A judge had ordered three Colorado children to spend Christmas with their father before his ex-wife allegedly violated the custody decree and killed two of the kids, court records show.
Kimberlee Singler, a 35-year-old Colorado Springs woman, was taken into custody over the weekend in the United Kingdom and held in connection with the killings of her younger daughter, 9, and son, 7, officials said.
On Dec. 19, police responded to an early morning 911 call about a burglary at Singler’s condo where they found the two dead children. Their mother and their 11-year-old sister were taken to the hospital. Police eventually said that there had been no burglary and issued an arrest warrant for Singler, who had already fled the jurisdiction.
Singler and her ex-husband, 38-year-old Kevin John Wentz, had been locked in a yearslong court battle over custodial issues.
Singler had recently accused Wentz of pulling a knife on her and the allegations briefly cost him time with their children. The court eventually ruled that Wentz didn’t represent a threat to his children before lifting the restrictions against him spending time with them.
The court ordered “makeup parenting time,” with the children set to be turned over to Wentz at the Stetson Hills Division station of the Colorado Springs Police Department at 9 a.m. Dec. 16, and going back to Singler at noon Dec. 31 at the Greeley Police Department, court records showed.
It appears Singler did not show up with the children, because Wentz went to court Dec. 17 asking for emergency action and a “law enforcement assist to enforce parenting time,” Larimer County court records showed. A hearing was then set for Dec. 20, which turned out to be a day after the slayings.
That Dec. 20 hearing was called off with the court expressing “condolences about the recent occurrences for the parties and their families,” according to the records.
Colorado Springs police spokesperson Ira Cronin declined to say anything further on the matter.
“I’m sorry but right now CSPD is declining to comment on any of the custody issues between Mr. Wentz and Ms. Singler, as it is directly tied to our investigation,” he said.
For years, it appeared Singler represented herself in family court and her former attorney declined comment Tuesday.
Wentz’s attorney could not be reached for comment Tuesday and Wednesday.
The ruling to restore Wentz’s rights to see his children appeared to include a request by the court for both parents to undergo polygraph tests about the knife allegation.
Singler declined to take the polygraph, records showed, but the court said that refusal played no role in the ruling to reinstate Wentz’s parenting rights.
“The court cannot rely on the presented polygraph examination in this matter,” court records said. “Therefore the court will strike the polygraph evidence from the record.”
Jennifer Hendricks, who teaches family law at the University of Colorado, said she was struck by the highly unusual court request.
“They’re (polygraph tests) inadmissible in most places generally and including in Colorado,” she said. “The particularly strange thing about this is the judge orders it and then rules it inadmissible.”
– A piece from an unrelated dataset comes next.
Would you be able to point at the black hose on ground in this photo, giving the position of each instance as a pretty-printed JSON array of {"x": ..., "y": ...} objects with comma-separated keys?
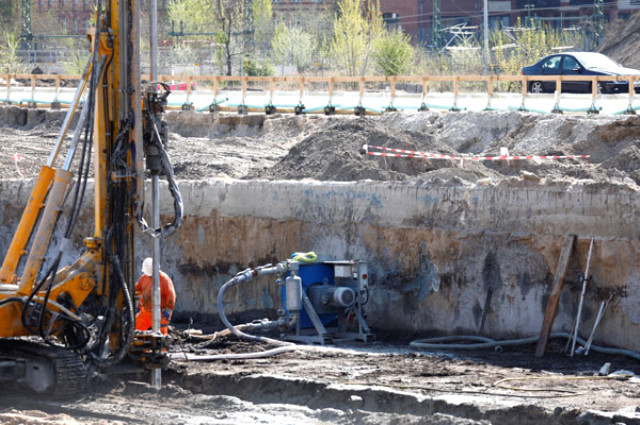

The practice of exchanging children in the presence of law enforcement might sound extreme but Greeley police spokesperson Kent Keller said that it’s been an increasingly used, effective tool by courts to keep hostile parents on their best behavior.
“These (exchanges of children) would usually happen in fast-food parking lots and at the parent’s homes,” he said. “But I feel having the exchanges at a police department is the best way to ensure that the guardians and kids are safe and the exchange goes smooth with the knowledge that officers are mere feet away.”